Additionally, Spartan-Atlantic claims that mention, by the Browns' counsel, of the dismissal of a malpractice suit by the Browns against Dr. Mason and by Dr. Mason's statement that he had seen Mrs. Brown "at the first trial" was prejudicial. Spartan-Atlantic neither explains to us why this was prejudicial nor cites judicial decisions holding that such attenuated, ambiguous statements justify a new trial. This argument is frivolous.
Finally, Spartan-Atlantic argues that comments by counsel during closing argument were prejudicial. The court below reviewed the record after having heard closing argument and being appraised of Spartan-Atlantic's objections and found no cause for a new trial. Our review indicates that the court did not abuse its discretion in determining that several isolated remarks, only one of which Spartan-Atlantic even objected to, were so prejudicial as to warrant a mistrial.

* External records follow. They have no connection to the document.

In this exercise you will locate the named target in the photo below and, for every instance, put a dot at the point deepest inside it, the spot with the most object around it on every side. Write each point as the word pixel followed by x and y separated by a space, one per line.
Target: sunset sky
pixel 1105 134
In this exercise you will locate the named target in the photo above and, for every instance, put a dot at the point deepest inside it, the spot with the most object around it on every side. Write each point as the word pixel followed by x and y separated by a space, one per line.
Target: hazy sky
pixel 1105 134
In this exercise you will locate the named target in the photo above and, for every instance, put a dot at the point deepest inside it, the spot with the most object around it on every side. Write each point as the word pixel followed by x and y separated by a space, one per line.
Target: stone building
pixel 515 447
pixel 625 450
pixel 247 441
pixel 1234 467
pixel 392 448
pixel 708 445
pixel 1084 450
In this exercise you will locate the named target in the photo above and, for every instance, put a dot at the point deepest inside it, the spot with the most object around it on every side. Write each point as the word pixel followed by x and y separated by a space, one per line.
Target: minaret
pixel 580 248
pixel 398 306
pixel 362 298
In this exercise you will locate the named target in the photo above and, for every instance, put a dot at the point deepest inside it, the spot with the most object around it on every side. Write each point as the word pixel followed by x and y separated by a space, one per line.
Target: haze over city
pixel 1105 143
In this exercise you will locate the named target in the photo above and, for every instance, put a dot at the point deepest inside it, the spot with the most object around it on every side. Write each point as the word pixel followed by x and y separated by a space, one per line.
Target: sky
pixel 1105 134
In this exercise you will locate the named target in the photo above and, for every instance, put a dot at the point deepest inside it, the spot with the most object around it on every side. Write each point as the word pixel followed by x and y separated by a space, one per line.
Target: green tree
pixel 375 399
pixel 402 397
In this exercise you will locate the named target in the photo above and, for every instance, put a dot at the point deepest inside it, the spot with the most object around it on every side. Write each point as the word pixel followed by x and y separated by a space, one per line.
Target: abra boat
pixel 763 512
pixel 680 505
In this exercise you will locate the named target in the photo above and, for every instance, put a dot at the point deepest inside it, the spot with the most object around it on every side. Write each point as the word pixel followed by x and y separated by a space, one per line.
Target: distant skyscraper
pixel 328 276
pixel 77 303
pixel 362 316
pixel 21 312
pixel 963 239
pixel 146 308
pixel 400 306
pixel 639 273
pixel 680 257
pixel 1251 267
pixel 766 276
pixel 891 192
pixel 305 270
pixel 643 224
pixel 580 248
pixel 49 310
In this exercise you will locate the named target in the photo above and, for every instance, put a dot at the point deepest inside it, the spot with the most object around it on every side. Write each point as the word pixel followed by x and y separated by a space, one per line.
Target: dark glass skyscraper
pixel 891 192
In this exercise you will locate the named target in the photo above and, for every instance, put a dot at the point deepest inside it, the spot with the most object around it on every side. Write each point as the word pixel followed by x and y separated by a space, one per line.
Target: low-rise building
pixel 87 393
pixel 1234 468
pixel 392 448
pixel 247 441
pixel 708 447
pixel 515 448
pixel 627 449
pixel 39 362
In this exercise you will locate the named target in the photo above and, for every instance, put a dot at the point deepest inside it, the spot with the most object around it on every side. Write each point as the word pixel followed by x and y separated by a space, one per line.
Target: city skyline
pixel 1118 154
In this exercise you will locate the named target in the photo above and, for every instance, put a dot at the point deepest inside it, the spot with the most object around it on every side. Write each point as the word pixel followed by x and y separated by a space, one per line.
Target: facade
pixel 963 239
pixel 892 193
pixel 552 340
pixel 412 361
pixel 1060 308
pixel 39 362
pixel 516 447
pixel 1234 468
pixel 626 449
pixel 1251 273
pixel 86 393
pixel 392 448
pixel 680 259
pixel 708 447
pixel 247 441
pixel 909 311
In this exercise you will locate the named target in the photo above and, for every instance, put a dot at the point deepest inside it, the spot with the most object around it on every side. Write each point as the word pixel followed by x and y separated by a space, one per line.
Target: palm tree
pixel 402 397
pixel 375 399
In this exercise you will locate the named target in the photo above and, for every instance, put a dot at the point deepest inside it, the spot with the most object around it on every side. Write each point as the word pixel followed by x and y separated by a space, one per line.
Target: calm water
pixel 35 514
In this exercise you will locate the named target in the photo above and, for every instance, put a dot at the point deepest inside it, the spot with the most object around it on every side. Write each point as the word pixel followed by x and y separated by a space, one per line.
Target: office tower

VI. DAMAGES FOR "LOSS OF COMFORT AND SOCIETY"
In the Court's charge to the jury in special issue number thirteen, it included as a possible element of damage Mr. Brown's loss of the comfort and society of his wife. Spartan-Atlantic complains that there was no evidence of such loss and that Mr. Brown said, at trial, that he sought nothing out of the lawsuit. In reviewing this allegation before submission of the case to the jury, the court stated:
THE COURT: ... I'm going to-I'll overrule the objection, for this reason: I heard him (Mr. Brown) say in substance that he wasn't looking for anything out of this lawsuit, but two things strike me: Number one, obviously, the man is not-is not very intelligent, that he's kind ofjust kind of ignorant, really, and so he may not really understand thoroughly the effect of his answers. But secondly, I think his testimony, itself, shows that he has lost some comfort and society by virtue of what he testified about how she used to be able to do this and she can't do that. And I think, just being realistic, he's entitled to have that submitted, so I'll overrule the objection.
III Rec. 249-250.
Because loss of comfort and society is a proper element of damage where there is evidence of the wife's inability to accomplish tasks subsequent to the injury which were performed before the injury, El Paso City Lines v. Dudney, 280 S.W.2d 303 (Tex.Civ.App.-El Paso 1955, writ ref'd n.r.e.), we believe the trial court's analysis of the testimony and submission of the element of damage was well within its discretion. There was no error by the trial court in submitting this element to the jury.
The verdict is, in all respects, AFFIRMED.